Bjørn Øien from Bjørnøya


Retrospective

Bjørnøya has almost everything. It has surgery with no doctor and a hospital with no nurse. It also has a cinema without no projectionist, a bakery with no baker, big engineering workshops with no workers, and an “Ocean Boulevard” lined with houses, but with no residents.

By: Ann Kristin Balto // Norwegian Polar Institute

These are the words Fritz Øien used when trying to convince his future wife that Bjørnøya would be a great place to spend the winter. Bjørnøya is a precipitous, almost inaccessible island located at a latitude of 74° North between Norway and Spitsbergen. The weather is essentially always bad, and the island is often shrouded in fog. In 1930 it was home to a manned meteorological station, an abandoned mining town, and tens of thousands of seabirds that flew south to warmer regions every winter.

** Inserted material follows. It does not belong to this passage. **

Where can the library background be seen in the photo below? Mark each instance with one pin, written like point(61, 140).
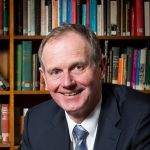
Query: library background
point(123, 30)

The reason Øien wanted to go to Bjørnøya was that the foreman at the meteorological station had fallen seriously ill and needed to go to the mainland for medical treatment. Consequently a new manager was required immediately. Fritz Øien, who had experience from several previous winters on Jan Mayen, was asked to go and was given an entire two hours to think about it. Fritz was tempted, but thought it would be preferable if he had a wife along for company. He was very busy for the next couple of hours.

Women banned from Bjørnøya

First, Fritz needed to overturn a provision laid down by Bjørnøen AS which stated: “Women are not permitted to stay on the island”. This provision applied to spending the winter there and was prompted by a brawl that had broken out a few years earlier. With the help of an acquaintance who was also a businessman in Tromsø, and a little white lie about already being married, Fritz persuaded Director Roaldkvam of Bjørnøen AS to let him take his “wife” along and spend the winter there. Fritz had Margareth Dalsbø in mind, so he dropped by to visit her. What a fantastic start for a marriage – a honeymoon on Bjørnøya, adventure just waiting for them. Fritz agreed to serve as manager at the weather station and the wedding took place in a great rush.

In October 1930 the newlywed couple boarded the ship Tromsø. They had a rough crossing, but after 13 days they arrived at the little polar ocean harbourage of Herwighamna on the northern side of the island. Their honeymoon soon produced results. Margareth was pregnant and the baby was due in May. Fritz spent a lot of time studying a large medical book he had found in the hospital with no doctor or nurse and learned (in theory) how to cut the umbilical cord. However, the parents-to-be were delighted when the vessel Sotra appeared on the horizon and Thor Iversen from the Directorate of Fisheries came ashore shortly afterwards. Margareth made it to Tromsø in time and gave birth to a son – who was naturally named Bjørn Øien.